The sample size was determined based on earlier studies (Mahmoud et al., 2010; Soliman et al., 2022; Seif et al., 2023) using the G*power software 3.1.9.2, where a large effect size of 1.38 was detected. The significance level (α-error) was set at 0.05 and the power (1-β error) was set at 0.8 using a two-sided hypothesis test. The estimated sample size was 30 teeth for each group, summing up a total sample size of 60 teeth at both evaluation periods.

The current investigation was conducted on four healthy mongrel male dogs, aging 1.5–2 years and weighed 19–22 kg. Dogs were housed in separate kennels (1.5, 2.5, and 3 m) in a clean environment with a 12-hours light/dark cycle. Dogs were acclimatized to their housing environment and diet for 14 days before conducting the experiment. Dogs were fed twice daily, with soft food and milk. Water was available at all times.

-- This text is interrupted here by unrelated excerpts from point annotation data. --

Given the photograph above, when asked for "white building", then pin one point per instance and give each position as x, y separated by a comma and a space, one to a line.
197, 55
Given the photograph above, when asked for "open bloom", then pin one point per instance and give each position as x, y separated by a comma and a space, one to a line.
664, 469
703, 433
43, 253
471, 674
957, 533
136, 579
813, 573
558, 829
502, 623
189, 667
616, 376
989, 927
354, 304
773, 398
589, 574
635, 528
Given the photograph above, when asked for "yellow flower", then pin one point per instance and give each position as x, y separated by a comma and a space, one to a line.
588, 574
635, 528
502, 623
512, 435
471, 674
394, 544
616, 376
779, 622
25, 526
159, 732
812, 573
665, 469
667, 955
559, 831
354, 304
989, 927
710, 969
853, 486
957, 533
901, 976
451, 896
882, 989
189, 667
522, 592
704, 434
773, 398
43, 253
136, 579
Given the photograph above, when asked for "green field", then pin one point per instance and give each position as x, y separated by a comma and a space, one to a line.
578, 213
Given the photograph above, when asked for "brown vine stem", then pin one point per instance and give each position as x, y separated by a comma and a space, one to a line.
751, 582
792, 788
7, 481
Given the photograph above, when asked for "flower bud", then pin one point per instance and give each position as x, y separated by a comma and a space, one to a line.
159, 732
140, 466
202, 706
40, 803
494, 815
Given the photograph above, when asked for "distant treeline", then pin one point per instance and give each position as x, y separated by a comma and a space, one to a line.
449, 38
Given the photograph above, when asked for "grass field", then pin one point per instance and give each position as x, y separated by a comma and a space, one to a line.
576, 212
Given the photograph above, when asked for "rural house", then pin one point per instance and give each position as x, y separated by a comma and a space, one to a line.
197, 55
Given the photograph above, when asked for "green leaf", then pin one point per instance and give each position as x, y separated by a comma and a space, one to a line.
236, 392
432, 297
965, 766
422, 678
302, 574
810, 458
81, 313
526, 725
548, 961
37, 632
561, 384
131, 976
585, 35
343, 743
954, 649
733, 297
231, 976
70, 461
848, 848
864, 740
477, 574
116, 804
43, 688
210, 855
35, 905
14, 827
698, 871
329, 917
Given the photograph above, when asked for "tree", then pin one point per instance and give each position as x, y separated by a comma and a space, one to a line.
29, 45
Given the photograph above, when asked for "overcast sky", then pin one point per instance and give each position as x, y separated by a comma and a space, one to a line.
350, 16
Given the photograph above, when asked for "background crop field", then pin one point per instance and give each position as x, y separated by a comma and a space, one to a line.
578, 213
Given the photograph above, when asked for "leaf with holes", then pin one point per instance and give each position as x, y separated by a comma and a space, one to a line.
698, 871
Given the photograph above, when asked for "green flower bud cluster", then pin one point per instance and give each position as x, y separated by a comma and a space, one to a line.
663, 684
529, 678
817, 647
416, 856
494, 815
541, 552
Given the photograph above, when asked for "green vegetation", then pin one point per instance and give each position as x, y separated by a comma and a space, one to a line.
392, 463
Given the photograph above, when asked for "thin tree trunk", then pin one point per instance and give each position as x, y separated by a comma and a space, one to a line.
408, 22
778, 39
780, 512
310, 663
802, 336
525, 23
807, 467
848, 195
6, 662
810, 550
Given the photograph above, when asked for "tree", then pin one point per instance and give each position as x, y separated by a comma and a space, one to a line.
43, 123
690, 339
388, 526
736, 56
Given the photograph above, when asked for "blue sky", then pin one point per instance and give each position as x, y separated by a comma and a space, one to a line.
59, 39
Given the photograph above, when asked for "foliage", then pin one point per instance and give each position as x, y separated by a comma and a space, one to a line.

In each dog, fifteen maxillary and mandibular teeth, including incisors, canines, and premolars were used. These dogs were randomly divided into two groups (two dogs, 30 teeth each): group I, immunosuppressed animals, and group II, the control. According to the pulp capping material, each group was randomly divided into three subgroups (ten teeth each). MTA (MTA Proroot^®-Dentsply, USA), BA (BioAggregate^®-Innovative BioCeramix Inc. Vancouver, Canada), and Ca (OH)² (Dycal^®-Dentsply, USA) were employed for direct pulp capping in subgroups A, B, and C, respectively. Each subgroup was further subdivided into two subdivisions (five teeth each) based on the assessment time: subdivision 1 for one month and subdivision 2 for two months (Fig. 1).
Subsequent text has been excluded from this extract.